Yearn Finance faced an attack in its DAI lending pool this Thursday (February 4, 2021). According to their discord, the threat actor “got away with 2.8m, dai vault lost 11.1m.” Now, it looks like the DeFi leader is willing to make up for those affected. Yearn tweeted:
“Yearn is evaluating options to make the exploited yDAI vault whole. The current path involves creating a Maker CDP with YFI and drawing the deficit, which will be repaid with protocol fees. To prevent realized loss, please refrain from withdrawing until the remedy is in place.”
What Happened In The Attack?
The threat actor exploited the yDAI vault using Aave, a DeFi lending platform that allows its users to make flash loans. As per Yearn, the hacker used an Aave flash loan to trigger the yDAI vault drain. While Yearn had upgraded the majority of its smart contracts, some old bigs seem to have persisted. The Yearn community on Discord and Telegram had reported the incident on Thursday (February 4, 2021) afternoon.
In its post-mortem report, Yearn noted:
“An exploit against Yearn’s v1 yDAI vault has led to 11m DAI of vault deposits being lost. Acting in roughly 11 minutes, Yearn’s security team and multi-sig wallet signers were able to stop the exploit while it was underway, saving 24m DAI out of the vault’s total 35m DAI deposits. By creating exchange rate imbalances in Curve’s 3pool, an exploiter was able to cause Yearn’s yDAI vault to deposit and withdraw funds from 3pool at unfavorable rates across a series of transactions.”
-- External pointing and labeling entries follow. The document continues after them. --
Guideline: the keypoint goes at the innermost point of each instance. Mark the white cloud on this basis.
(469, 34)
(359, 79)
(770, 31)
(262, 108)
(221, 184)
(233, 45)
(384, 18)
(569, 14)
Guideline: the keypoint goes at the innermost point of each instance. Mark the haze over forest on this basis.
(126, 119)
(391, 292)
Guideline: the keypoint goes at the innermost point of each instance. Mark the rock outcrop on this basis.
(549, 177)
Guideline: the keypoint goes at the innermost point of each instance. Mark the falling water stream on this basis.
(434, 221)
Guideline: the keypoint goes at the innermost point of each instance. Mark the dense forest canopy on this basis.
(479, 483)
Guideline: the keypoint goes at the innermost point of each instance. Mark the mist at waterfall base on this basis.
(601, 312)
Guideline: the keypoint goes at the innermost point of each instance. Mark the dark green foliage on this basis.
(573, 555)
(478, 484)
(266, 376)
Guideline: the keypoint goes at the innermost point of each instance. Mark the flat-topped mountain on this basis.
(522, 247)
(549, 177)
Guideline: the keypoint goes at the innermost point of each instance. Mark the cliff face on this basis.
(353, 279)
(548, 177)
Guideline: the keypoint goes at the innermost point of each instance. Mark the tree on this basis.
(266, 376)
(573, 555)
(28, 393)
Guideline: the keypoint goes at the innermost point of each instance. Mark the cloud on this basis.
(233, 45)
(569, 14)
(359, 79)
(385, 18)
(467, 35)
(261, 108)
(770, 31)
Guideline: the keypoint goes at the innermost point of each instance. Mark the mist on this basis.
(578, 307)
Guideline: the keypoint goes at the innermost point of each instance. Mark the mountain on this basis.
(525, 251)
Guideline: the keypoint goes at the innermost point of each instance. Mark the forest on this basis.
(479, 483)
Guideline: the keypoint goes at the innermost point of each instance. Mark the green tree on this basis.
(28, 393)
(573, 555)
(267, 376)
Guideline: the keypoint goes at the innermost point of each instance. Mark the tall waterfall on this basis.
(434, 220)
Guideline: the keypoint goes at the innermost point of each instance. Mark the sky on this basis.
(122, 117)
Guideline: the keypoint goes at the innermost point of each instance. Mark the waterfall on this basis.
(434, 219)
Tether Ltd, the largest stablecoin issuer in the world, had also frozen $1.7M USDT that was apparently involved in the breach to contain this hack's damages. Tether CTO Paolo Ardoino himself confirmed this.
What Is Yearn Finance?
Founded by Andre Cronje, Yearn is a decentralized ecosystem of aggregators that utilizes lending services such as Aave, Compound, Dydx, and Fulcrum to optimize your token lending. The tokens deposited in Yearn get converted to yTokens, which are periodically rebalanced to choose the most profitable lending services. As per DeFi Pulse, a little over $470M is currently locked up in Yearn contracts.
Following the hack, Yearn posted the following warning on its Twitter:
“In general, investing in Yearn is at your own risk. If you wish to protect yourself from exploits of external protocols in the future, please consider purchasing insurance for your deposits from Cover or Nexus mutual.”
Disclaimer: This article is provided for informational purposes only. It is not offered or intended to be used as legal, tax, investment, financial, or other advice.